On the other hand, the reproduction of the recorded data is carried out in such a way that a laser beam lower in power than that in recording and erasing operation is irradiated to a portion of the recording medium to rotate a polarization plane of the reflected light or transmitted light of the irradiated laser beam according to the recording state, i.e. direction of magnetization of the recording film 73, which the rotation of the polarization plane takes place due to a magneto-optical effect, so called Kerr effect or Faraday effect. The rotation of the polarization plane is detected as a variation in light intensity by using an analyzer.
Furthermore, with regard to magnetic materials of the recording film 73, in order to implement high-density recording by reducing the interference between the magnetization in opposite directions, there is used a magnetic material having a perpendicular magnetic anisotropy as the recording film 73 for the magneto-optical recording medium.
Conventionally, as a recording film for the magneto-optical recording medium, there have been available some types of films: (1) rare-earth-transition-metal alloy magnetic films, such as TbFeCo; (2) Mn alloy magnetic films, such as MnBi; (3) oxide magnetic films, such as YIG, and the like.
Among such conventional recording films for the magneto-optical recording medium, when using the films of type (1), although the type (1) films are amorphous and therefore there are such advantages that the films are free of noise generation due to crystal grain boundaries during reproduction and there can be rather readily obtained perpendicular magnetic anisotropy films, yet there are problems of inferiority in resistances to oxidation and corrosion and having not so substantially great magneto-optical effect. Regarding these problems, in order to improve the oxidation and corrosion resistances, there has been taken such means that the recording film is protected with protective films 72 and 74 formed of an oxide film such as SiO.sub.2, or a nitride film such as SiN, as shown in FIG. 9. Also, in order to make up for the lack of magneto-optical effect, the film thickness of the protective film 72 in the incident side of reproducing light is so selected that the quantity of reflected light becomes minimum in relation to its refractive index, thereby enhancing the apparent Kerr effect.
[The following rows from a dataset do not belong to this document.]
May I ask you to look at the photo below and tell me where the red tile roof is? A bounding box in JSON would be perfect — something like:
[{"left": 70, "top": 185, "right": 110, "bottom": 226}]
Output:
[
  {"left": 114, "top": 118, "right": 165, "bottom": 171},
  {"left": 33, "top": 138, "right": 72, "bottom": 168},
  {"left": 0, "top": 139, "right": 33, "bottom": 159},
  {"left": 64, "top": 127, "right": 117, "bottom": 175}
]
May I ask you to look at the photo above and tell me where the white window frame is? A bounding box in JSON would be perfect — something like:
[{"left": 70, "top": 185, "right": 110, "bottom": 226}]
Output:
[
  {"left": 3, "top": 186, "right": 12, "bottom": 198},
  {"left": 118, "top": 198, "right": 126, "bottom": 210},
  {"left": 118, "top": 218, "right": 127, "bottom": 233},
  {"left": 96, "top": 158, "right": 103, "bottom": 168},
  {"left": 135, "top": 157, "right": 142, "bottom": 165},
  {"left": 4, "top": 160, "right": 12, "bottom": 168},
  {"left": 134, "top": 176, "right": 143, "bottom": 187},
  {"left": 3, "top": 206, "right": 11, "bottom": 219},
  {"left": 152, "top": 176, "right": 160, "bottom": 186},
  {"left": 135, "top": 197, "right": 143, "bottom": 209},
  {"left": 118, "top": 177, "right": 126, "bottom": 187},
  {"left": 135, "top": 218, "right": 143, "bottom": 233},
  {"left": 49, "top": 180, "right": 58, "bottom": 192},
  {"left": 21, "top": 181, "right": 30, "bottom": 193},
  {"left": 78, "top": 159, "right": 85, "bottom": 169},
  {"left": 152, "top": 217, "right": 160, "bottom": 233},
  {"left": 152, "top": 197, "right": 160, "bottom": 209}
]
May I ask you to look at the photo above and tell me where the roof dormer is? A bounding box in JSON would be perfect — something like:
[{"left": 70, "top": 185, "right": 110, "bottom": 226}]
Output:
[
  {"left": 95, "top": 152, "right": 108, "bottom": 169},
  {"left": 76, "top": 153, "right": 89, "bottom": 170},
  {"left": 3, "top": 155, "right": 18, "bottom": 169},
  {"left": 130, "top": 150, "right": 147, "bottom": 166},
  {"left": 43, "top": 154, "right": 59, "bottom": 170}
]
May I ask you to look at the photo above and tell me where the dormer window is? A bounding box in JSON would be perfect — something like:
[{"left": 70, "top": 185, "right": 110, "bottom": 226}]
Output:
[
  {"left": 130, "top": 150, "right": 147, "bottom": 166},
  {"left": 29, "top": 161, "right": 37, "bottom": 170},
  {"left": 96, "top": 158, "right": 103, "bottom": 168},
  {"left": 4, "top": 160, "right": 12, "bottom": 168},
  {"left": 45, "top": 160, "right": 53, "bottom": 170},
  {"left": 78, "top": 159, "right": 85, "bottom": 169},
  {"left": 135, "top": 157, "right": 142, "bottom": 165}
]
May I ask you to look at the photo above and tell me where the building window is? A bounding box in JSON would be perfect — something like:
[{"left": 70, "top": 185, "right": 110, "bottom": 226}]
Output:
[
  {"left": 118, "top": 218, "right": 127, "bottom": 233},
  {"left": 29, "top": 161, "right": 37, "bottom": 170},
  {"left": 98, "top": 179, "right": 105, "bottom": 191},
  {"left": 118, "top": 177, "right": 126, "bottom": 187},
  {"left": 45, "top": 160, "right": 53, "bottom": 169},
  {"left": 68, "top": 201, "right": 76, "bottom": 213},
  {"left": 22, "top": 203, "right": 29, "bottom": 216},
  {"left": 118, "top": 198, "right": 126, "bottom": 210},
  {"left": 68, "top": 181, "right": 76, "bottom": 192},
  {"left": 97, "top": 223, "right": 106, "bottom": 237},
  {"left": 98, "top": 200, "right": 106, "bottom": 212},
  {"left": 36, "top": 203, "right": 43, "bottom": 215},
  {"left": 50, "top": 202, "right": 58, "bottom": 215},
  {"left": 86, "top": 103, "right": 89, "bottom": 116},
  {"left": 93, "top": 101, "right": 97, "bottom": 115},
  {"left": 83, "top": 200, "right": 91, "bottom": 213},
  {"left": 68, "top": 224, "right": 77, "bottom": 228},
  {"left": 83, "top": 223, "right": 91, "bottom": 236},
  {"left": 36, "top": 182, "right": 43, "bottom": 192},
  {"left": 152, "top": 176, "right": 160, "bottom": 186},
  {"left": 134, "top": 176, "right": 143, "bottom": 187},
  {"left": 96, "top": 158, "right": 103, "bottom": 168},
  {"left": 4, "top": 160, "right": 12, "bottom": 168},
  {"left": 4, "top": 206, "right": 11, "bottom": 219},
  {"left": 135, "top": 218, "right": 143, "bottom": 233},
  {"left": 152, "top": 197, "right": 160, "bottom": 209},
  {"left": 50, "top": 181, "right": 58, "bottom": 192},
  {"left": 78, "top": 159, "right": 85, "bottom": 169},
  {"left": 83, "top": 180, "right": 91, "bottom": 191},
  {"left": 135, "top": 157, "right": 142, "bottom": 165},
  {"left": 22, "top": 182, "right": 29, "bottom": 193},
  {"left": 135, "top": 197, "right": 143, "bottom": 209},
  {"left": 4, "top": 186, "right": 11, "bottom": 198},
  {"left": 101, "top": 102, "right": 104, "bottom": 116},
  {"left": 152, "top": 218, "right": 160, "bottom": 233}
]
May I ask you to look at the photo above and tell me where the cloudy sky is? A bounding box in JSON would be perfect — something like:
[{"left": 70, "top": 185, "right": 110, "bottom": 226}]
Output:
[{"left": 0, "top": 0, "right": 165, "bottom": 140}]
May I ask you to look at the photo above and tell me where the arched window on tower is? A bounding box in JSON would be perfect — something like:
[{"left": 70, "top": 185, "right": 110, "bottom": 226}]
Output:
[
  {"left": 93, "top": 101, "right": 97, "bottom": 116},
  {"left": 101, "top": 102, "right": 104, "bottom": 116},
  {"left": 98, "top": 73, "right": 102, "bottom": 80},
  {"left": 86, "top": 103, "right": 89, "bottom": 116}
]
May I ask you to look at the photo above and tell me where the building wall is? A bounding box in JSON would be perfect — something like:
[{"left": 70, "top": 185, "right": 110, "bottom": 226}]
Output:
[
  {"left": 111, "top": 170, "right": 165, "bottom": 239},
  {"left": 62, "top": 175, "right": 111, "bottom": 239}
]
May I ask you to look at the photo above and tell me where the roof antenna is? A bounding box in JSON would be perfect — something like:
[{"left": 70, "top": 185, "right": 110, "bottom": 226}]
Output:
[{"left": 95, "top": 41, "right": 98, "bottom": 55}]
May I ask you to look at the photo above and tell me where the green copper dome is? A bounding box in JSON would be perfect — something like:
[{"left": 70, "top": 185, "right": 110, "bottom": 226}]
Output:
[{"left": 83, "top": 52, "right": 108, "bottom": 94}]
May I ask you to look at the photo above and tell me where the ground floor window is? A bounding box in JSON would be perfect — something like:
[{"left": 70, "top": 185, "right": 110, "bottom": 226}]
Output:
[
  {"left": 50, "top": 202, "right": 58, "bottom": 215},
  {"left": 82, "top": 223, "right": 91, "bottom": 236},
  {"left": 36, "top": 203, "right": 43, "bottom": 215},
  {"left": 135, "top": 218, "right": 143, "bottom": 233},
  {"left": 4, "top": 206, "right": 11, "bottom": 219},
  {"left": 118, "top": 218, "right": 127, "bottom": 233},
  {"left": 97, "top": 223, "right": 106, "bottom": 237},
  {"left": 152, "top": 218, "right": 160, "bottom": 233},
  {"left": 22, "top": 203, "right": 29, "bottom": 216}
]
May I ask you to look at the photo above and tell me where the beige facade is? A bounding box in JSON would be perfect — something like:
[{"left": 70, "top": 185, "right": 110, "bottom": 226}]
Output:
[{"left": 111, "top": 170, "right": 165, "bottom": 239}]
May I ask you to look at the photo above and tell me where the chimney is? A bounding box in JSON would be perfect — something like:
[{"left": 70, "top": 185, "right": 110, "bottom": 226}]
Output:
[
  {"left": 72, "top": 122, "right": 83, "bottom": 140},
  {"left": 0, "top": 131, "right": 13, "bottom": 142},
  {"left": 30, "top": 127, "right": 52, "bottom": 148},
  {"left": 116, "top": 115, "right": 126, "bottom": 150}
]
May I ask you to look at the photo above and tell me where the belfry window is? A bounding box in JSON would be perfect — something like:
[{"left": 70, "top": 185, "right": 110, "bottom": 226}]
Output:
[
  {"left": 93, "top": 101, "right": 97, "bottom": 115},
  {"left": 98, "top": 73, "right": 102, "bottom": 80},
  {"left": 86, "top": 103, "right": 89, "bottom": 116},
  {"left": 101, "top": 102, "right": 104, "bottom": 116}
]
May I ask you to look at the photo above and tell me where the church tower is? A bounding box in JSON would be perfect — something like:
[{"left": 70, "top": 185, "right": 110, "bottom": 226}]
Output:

Alternatively, as shown in FIG. 10, a reflective film 75 is provided behind the recording film 73 having such a thickness as to transmit the reproducing light to some extent, thereby forming an arrangement that takes advantages of the Faraday effect as well as Kerr effect of the recording film 73. These measures, however, do not suffice for the magneto-optical effect. In particular, since the Kerr rotation angle decreases as the wavelength of light is made shorter, it is impossible to implement higher-density recording by use of shorter-wavelength laser beams.
On the other hand, the films of types (2) and (3), while there is an advantage that some are relatively great in their magneto-optical effect, some are involved with a problem that, because of crystalline films, there exhibits characteristic deterioration caused by generation of reproducing noise due to crystal grain boundaries, or by their thermal instability. These types of films also have a problem that, in order to obtain a perpendicular magnetic anisotropy film, it is necessary to heat a substrate at high temperature during film formation or a heat treatment process at a high temperature after film formation, resulting in a disadvantage that a plastic substrate is inapplicable. In particular, when preparing a perpendicular magnetic anisotropy film of a type (3) oxide magnetic film, it is necessary for the substrate to be heated or to be subjected to heat treatment at a high temperature of 500.degree. C. or higher. Further, since the type (3) of oxide magnetic films are nearly transparent, the thickness of the recording film 73 can be increased even when the arrangement of FIG. 10 is adopted. Accordingly, their apparent magneto-optical effect can be increased, but their magneto-optical effect depends largely upon the wavelengths, resulting in a very narrow range of wavelengths at which the magneto-optical effect is substantially great, as low as 100 nm or less. In consequence, the above-mentioned conventional recording films cannot keep up with a large Kerr rotation angle when the wavelengths of laser beams is shortened by degrees as the laser technique progresses for high density recording.